According to the Adventist health message, we are to avoid harmful substances, regularly exercise and maintain a balanced vegetarian diet with large quantities of fruits and vegetables. I find this statement to be ironic considering much of the food on campus is deep fried, caffeine is sold at the Village Market and a pint of ice cream is more likely to be available on your meal plan than a head of lettuce.

To be fair, the Village Market did expand its meal-plan-available produce section in the fall of 2022 to include items such as avocados, packaged tomatoes and single pieces of fruit.

According to Nick Johnson, VM assistant store manager,

“Southern wants to give students options,” which includes caffeine “specifically in teas.”

Johnson said the VM adheres to Southern’s suggestions and has discontinued products like Kombucha for its alcohol content as requested. Caffeinated tea does not appear to be a concern at the moment.
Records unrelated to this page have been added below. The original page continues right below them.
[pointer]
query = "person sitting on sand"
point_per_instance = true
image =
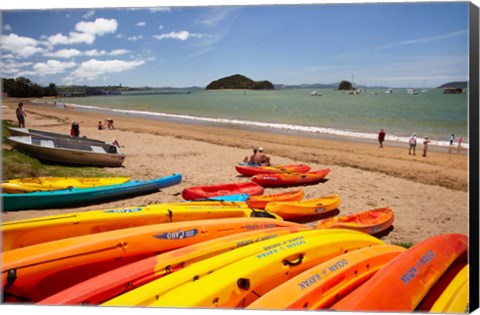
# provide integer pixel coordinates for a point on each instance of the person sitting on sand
(249, 159)
(261, 158)
(109, 124)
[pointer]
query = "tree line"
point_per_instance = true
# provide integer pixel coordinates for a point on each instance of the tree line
(23, 87)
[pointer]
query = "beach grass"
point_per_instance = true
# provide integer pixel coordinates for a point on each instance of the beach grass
(19, 165)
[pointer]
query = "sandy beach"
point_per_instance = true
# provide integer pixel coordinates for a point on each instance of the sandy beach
(428, 194)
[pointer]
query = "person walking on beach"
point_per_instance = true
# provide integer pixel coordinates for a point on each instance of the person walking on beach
(75, 129)
(452, 138)
(425, 145)
(20, 115)
(381, 137)
(412, 144)
(460, 141)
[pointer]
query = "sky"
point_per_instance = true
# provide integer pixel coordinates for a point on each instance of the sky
(375, 44)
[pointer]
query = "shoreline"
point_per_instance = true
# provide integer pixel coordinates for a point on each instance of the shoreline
(275, 128)
(428, 194)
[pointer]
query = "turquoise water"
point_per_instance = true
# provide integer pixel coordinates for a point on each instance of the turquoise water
(432, 113)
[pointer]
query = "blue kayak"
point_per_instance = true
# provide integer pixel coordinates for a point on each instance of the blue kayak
(230, 198)
(86, 196)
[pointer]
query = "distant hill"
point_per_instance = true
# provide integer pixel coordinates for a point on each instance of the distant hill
(307, 86)
(239, 81)
(455, 84)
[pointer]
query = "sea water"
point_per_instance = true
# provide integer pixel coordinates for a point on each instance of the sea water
(430, 113)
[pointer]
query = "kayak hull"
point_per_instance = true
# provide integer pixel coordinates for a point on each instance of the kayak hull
(208, 191)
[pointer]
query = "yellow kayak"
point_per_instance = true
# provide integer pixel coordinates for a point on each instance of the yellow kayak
(153, 292)
(51, 228)
(455, 298)
(310, 207)
(30, 184)
(242, 282)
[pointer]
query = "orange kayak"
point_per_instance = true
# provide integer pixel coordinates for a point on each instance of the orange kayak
(259, 202)
(325, 283)
(112, 283)
(248, 170)
(370, 221)
(303, 208)
(208, 191)
(402, 284)
(290, 179)
(34, 272)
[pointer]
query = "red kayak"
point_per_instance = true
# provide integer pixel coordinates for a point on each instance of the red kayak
(202, 192)
(248, 170)
(287, 179)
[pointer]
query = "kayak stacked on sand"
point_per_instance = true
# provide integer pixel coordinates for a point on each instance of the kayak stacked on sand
(219, 256)
(227, 246)
(71, 196)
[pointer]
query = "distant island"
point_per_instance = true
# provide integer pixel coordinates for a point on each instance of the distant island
(238, 81)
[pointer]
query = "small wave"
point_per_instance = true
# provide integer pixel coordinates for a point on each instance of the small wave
(289, 127)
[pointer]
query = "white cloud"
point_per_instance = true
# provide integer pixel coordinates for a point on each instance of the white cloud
(215, 16)
(424, 39)
(77, 38)
(7, 56)
(89, 14)
(10, 67)
(52, 67)
(64, 53)
(182, 35)
(118, 52)
(160, 9)
(73, 38)
(56, 39)
(20, 45)
(95, 52)
(95, 68)
(134, 38)
(100, 26)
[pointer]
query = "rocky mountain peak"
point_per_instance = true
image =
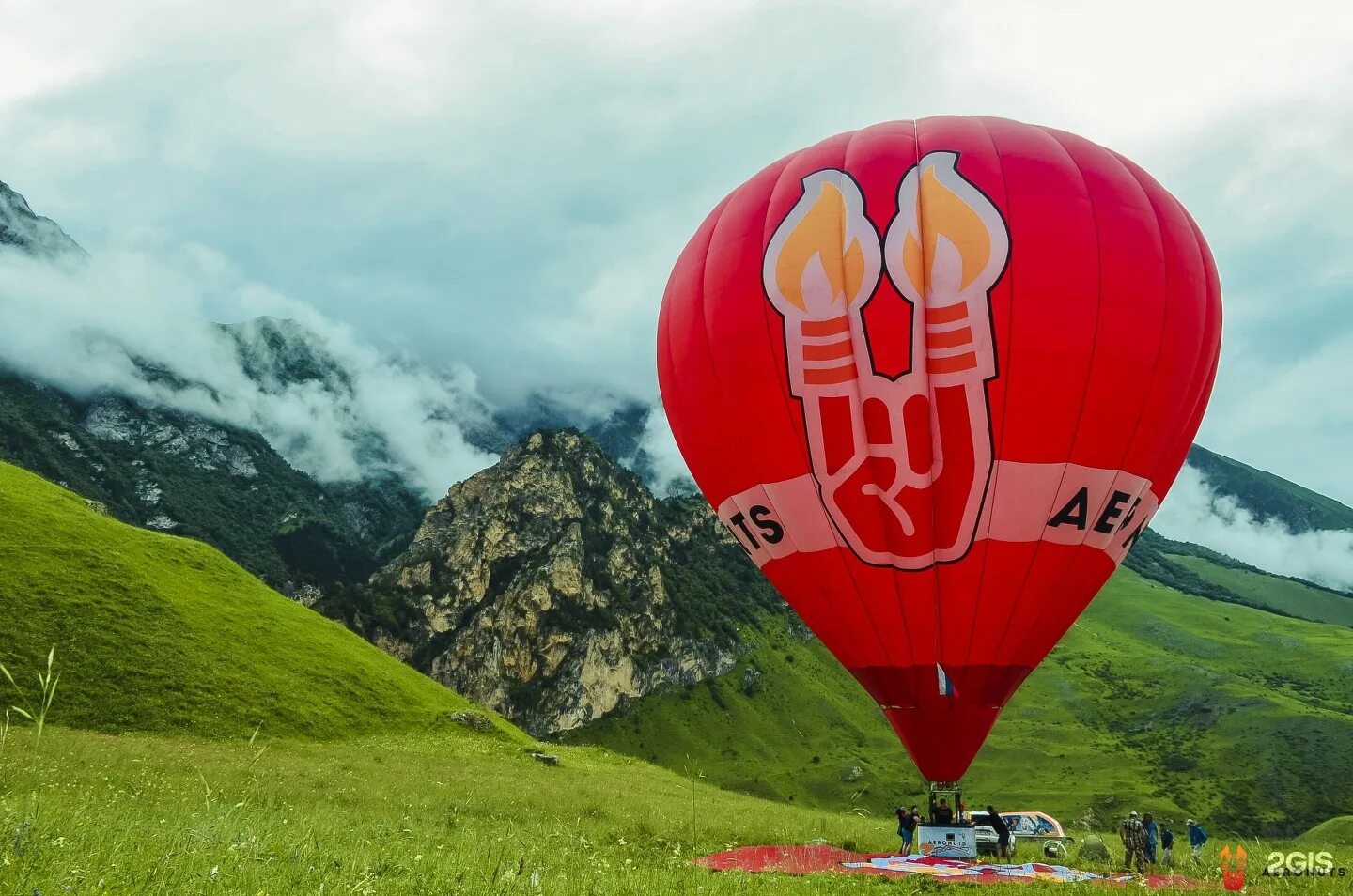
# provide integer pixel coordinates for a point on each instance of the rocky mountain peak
(21, 227)
(553, 586)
Doug Frood, associate vice president for Financial Administration, and Jackie Rose, Manager of the Village Market, responded to criticism about the limited meal plan produce in emails, stating that the fresh produce options have to do with sales tax exemptions.

“The state of Tennessee exempts university meal plans from state sales tax,” Frood wrote. “Ten or more years ago, the café had a selection of produce and single serve items that fit under the exemption of the meal plan. When we remodeled we decided to move these items under the purview of the VM. By limiting the items to single serve and such we were trying not to run afoul of the state sales tax rules.

“We could let the students buy more stuff from the VM, but it would need to be sales taxable since the exemption is more about prepared food,” Frood added. “ … Most schools don’t have a VM as a part of their meal plan. We have tried to find balance between the hot meal (prepared) side of the meal plan and groceries.”

Regarding caffeinated teas, Rose wrote: “The caffeine content in tea is very low like chocolate. If we went totally caffeine-free we would have to take all chocolate products out of the store.”

Still, students are faced with a choice. Do we eat at the cafeteria, CK2, The Garden or the Deli and have our food quality decided for us? Or do we spend additional funds, if we have any, to buy organic, non-GMO, fresh, bulk produce?

While I respect that Southern has provided several options for its students and has put time and effort into providing cultural and diverse cuisine, students’ food choices should not be limited, especially when it results in making nutrition-deficient snacks more available and easier to purchase than produce.

In my opinion, the health message is being compromised by restricting students’ access to healthy foods like fresh produce and staple foods like bread.